Likewise, the New Jersey Conscientious Employee Protection Act (“CEPA”), N.J.S.A. §§ 34:19-1, et seq., prohibits an employer from retaliating against an employee because the employee:
(1) discloses or threatens to disclose an activity that the employee reasonably believes violates the law, is fraudulent or criminal, or (for employees who are certified or licensed health care professionals) constitutes improper quality of patient care;
(2) provides information to or testifies before a public body conducting an investigation, hearing, or inquiry into any violation of law, or (for employees who are certified or licensed health care professionals) into the quality of patient care; or;
(3) objects to or refuses to participate in an activity that the employee reasonably believes to be a violation of law, fraudulent, criminal, incompatible with a clear mandate of public policy, or (for employees who are certified or licensed health care professionals) improper quality of patient care.
Available remedies may include an injunction restraining a continuing violation, reinstatement of the employee including full fringe benefits and seniority rights, compensation for lost wages, benefits, and other remunerations, punitive damages, a civil fine, and payment by the employer of reasonable litigation costs and attorneys’ fees.
II. Role of False Claims Laws
The false claims laws discussed above are an important part of preventing and detecting fraud, waste, and abuse in federal and state health care programs because they provide governmental agencies the authority to seek out, investigate, and prosecute fraudulent activities. Enforcement activities take place in the criminal, civil, and administrative arenas. This provides a broad spectrum of remedies to combat these problems.

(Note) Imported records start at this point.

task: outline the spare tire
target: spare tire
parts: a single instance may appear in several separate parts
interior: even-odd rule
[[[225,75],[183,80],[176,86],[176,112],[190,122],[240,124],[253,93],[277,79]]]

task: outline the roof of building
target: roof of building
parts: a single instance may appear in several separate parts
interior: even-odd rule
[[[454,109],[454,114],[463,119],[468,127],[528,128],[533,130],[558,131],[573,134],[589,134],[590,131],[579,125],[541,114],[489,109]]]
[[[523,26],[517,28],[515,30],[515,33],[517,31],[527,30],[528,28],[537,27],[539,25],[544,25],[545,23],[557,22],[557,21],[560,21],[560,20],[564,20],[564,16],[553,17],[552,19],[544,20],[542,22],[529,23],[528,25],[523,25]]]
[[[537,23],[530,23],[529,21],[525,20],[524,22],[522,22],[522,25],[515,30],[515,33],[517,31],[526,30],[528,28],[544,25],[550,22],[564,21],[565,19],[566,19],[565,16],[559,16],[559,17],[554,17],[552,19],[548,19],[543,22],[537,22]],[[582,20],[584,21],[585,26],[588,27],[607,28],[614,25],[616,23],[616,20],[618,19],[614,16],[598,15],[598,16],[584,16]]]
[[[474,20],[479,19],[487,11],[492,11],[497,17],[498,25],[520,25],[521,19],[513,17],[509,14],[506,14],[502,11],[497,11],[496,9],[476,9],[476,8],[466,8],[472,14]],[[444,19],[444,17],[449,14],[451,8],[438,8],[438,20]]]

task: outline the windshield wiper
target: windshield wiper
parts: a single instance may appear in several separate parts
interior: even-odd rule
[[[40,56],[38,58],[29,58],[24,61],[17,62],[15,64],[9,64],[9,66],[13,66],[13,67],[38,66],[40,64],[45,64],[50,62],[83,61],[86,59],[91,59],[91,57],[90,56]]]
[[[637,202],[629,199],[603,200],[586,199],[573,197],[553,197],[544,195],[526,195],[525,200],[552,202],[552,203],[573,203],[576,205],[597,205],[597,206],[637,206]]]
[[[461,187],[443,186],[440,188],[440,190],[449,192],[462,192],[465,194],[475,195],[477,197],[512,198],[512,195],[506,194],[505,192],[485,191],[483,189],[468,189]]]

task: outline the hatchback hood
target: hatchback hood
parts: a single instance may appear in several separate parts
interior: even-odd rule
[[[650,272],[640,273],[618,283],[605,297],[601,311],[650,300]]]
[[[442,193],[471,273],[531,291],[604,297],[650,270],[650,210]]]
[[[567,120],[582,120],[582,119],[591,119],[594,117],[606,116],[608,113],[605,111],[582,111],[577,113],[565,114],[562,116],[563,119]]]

Anti-retaliation protections for individuals who make good faith reports of waste, fraud, and abuse encourage reporting and provide broader opportunities to prosecute violators. Statutory provisions, such as anti-retaliation provisions of the Federal False Claims Act, create reasonable incentives for this purpose. Employment protections create a level of security employees need in order to help in prosecuting these cases.
This policy applies to all employees (including management), contractors, and agents of Robert Wood Johnson University Hospital.
Procedures for Detecting and Preventing Fraud, Waste, and Abuse
Any employee who knows of or reasonably suspects an incident of fraud, waste, or abuse regarding Medicare, Medicaid, or any other federal or state health care program, or a violation of any of the laws outlined in this policy, by any Hospital employee, supervisor, contractor, or agent is required as a condition of employment to immediately report such incident to their immediate supervisor, any member of senior management, or the Hospital’s Corporate Compliance Officer at 732-937-8778 or the RWJ Corporate Compliance HelpLine at 1-800-238-4139. Likewise, any employee of a contractor, vendor, or agent of the Hospital who has concerns about the work he or she does for the Hospital or work done by the Hospital should report these concerns to the Hospital’s Corporate Compliance Officer.
The Hospital will not tolerate any intimidating or retaliatory act against an individual who in good faith reports practices reasonably believed to be a violation of this policy.
The Hospital will make this policy available to all Hospital employees, including management, as well as all Hospital contractors and agents. Furthermore, the Hospital will maintain its internal systems and controls to monitor its coding and billing practices on an ongoing basis to ensure compliance with the laws outlined in this policy.
The principles and guidelines articulated in this policy are further embodied in the Hospital’s Corporate Compliance Code of Conduct and related policies, specifically those sections addressing:
- Quality of Care and Services
- Workplace Behavior and Equal Opportunity
- Business Ethics and Compliance with Laws and Regulations
- Coding and Billing
- Employee Issues and Concerns
- Conflicts of Interest
Questions regarding the Code of Conduct should be addressed to the Corporate Compliance Officer.